Happ (4-4) is 0-3 with a 2.82 ERA in four career starts against the Dodgers who tied the score 1-all in the second on a two-out RBI single by Tony Gwynn Jr. and took the lead in the fourth on a leadoff homer by Matt Treanor that deflected off center fielder Justin Maxwell's glove as he made a leaping attempt in left-center.
"He was in trouble a lot," Astros manager Brad Mills said. "Out of his 10 strikeouts, nine were with runners in scoring position. That tells you right there that he was in trouble almost every inning."
Capuano (7-1) pitched two-hit ball over seven innings and struck out eight. It was the eighth time in his last nine starts that he allowed fewer than three runs. The 33-year-old left-hander improved to 5-0 at home with a 1.36 ERA.
"The guy's good, man. He's been pitching good all year and he's one of the better pitchers you're going to face," Johnson said. "His changeup's nasty. I would consider him an ace on a lot of teams."
Jose Altuve lined Capuano's first pitch of the game past a diving Gwynn in center field for a triple, and scored when shortstop Dee Gordon made a diving stop of Jed Lowrie's grounder up the middle and threw him out.
"Lowrie hits that ball up the middle and Gordon makes a nice play to stop the inning from continuing to move on.
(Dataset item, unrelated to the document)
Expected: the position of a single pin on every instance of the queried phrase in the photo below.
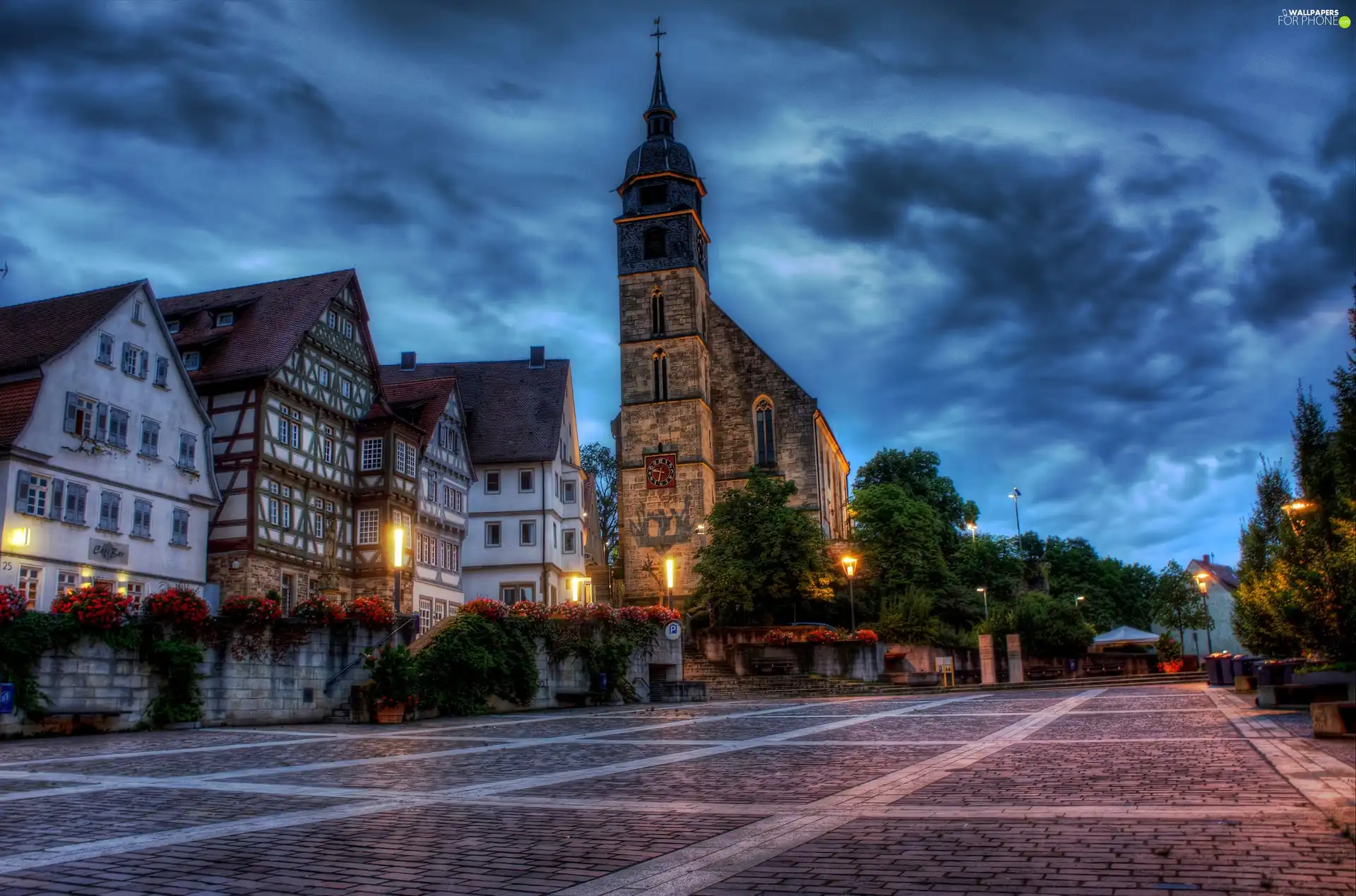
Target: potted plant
(392, 681)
That was a huge play of the game right there," Mills said. "We had something going, and Capuano was still trying to find himself."
Altuve's fourth triple of the season was Houston's only hit until Lowrie's two-out single in the sixth. Capuano threw only 67 pitches through the first five innings, 32 fewer than teammate Chad Billingsley made through five in his no-decision on Saturday night, when the Dodgers won 6-3 on a three-run homer in the ninth by A.J. Ellis.
NOTES: The most significant trade between the Dodgers and Astros was the one that sent CF Jimmy Wynn to Los Angeles for LHP Claude Osteen on December 6, 1973, when both clubs were NL West rivals.